A 28 year old woman was referred to the oculoplastic and orbital service with a 1 week history of right sided ptosis and 6 weeks of right facial pain. Six weeks earlier she underwent evacuation of retained products of conception, following spontaneous vaginal delivery. Facial pain immediately ensued and her dentist extracted a right wisdom tooth, but the pain continued to worsen. The visual acuity was 6/9 right eye, 6/5 left eye, with complete right sided ptosis, total ophthalmoplegia, and a dilated unreactive pupil (fig 1A, B). Reduced sensation in the distribution of right trigeminal branches V1 (including cornea) and V2 was noted. There was no relative afferent pupillary defect, visual field or colour vision defects, or proptosis.

Figure 1

 (A, B) Right sided complete ptosis, fixed dilated pupil, and total ophthalmoplegia. (C, D) Axial and coronal post gadolinium T1 MRI brain scans, showing enhancing right cavernous sinus mass extending to right temporal lobe surface.
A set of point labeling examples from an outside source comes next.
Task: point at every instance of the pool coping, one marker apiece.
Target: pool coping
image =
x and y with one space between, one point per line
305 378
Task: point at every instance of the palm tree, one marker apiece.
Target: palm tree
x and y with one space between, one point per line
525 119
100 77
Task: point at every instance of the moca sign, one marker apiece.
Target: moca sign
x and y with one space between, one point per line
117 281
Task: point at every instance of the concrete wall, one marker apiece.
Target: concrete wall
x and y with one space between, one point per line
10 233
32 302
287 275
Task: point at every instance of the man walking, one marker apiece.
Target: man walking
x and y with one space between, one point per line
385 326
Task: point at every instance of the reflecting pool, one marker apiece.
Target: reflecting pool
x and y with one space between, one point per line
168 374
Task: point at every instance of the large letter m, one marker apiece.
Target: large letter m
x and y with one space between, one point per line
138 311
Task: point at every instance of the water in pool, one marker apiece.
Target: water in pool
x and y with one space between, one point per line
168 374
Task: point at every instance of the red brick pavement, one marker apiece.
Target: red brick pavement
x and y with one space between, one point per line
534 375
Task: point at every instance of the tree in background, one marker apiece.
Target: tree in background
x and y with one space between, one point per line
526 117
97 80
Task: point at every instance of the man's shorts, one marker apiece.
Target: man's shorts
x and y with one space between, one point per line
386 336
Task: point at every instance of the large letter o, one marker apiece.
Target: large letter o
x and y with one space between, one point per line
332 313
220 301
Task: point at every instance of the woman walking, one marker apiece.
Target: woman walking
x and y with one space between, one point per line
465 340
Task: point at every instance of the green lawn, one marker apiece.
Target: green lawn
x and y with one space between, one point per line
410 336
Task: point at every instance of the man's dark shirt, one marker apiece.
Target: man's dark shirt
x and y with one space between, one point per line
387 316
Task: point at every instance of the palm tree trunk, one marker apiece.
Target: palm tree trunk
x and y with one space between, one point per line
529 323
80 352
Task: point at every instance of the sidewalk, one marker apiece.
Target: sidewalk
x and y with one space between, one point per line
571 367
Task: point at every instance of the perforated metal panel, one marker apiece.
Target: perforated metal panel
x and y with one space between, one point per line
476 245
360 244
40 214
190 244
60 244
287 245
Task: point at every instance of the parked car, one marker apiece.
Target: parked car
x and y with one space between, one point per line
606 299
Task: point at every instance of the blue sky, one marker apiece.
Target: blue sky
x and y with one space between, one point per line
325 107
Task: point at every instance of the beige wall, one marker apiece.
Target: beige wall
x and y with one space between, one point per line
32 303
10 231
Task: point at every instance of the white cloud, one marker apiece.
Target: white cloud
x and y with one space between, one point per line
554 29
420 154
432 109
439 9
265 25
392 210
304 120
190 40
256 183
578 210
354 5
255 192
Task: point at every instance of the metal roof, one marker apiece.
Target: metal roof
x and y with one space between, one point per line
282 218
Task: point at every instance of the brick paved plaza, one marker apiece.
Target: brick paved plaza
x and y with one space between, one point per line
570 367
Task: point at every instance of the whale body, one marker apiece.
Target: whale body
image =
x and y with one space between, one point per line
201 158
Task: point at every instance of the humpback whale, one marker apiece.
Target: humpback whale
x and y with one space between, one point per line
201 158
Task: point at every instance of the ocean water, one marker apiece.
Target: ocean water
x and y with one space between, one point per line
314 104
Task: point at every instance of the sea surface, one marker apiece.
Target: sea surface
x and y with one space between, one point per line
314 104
Arrows illustrate tumour location. (E, F) MRI scans 6 months after chemotherapy, showing reduction in tumour size. Reproduced with permission.

Magnetic resonance imaging (MRI) scans of brain and orbits (fig 1C, D), revealed a right cavernous sinus mass extending to right temporal lobe. Image guided biopsy of the temporal lobe revealed a dural encased highly vascular choriocarcinoma. Subsequent computed tomography (CT) imaging revealed a grossly enlarged uterus and multiple large pulmonary metastases. Serum β-HCG levels were markedly elevated at 2.5×107 IU/l, consistent with choriocarcinoma. She was commenced on systemic and intrathecal chemotherapy. Five months later, β-HCG levels returned to normal, her facial pain and sensation improved, and her ptosis resolved. Between 9 months and 18 months, ocular motility examinations revealed a stable right esotropia with poor abduction and reduced elevation. She underwent lateral transposition surgery to superior and inferior recti (combined with botulinum toxin chemodenervation of ipsilateral medial rectus) to improve ocular alignment.

MRI scans at 6 months revealed a reduced tumour size (fig 1E and F). She remains clinically stable 18 months after presentation with a useful field of binocular single vision.


This patient had a potentially fatal cavernous sinus and intracranial metastasis from choriocarcinoma. Patients can become symptomatic long after an uneventful pregnancy,1–3 and may present to a variety of specialists, including ophthalmologists, as illustrated by our case. A high index of suspicion, rapid diagnosis, and multidisciplinary care are essential when managing women of childbearing age with neurological or orbital symptoms, as early treatment is curable.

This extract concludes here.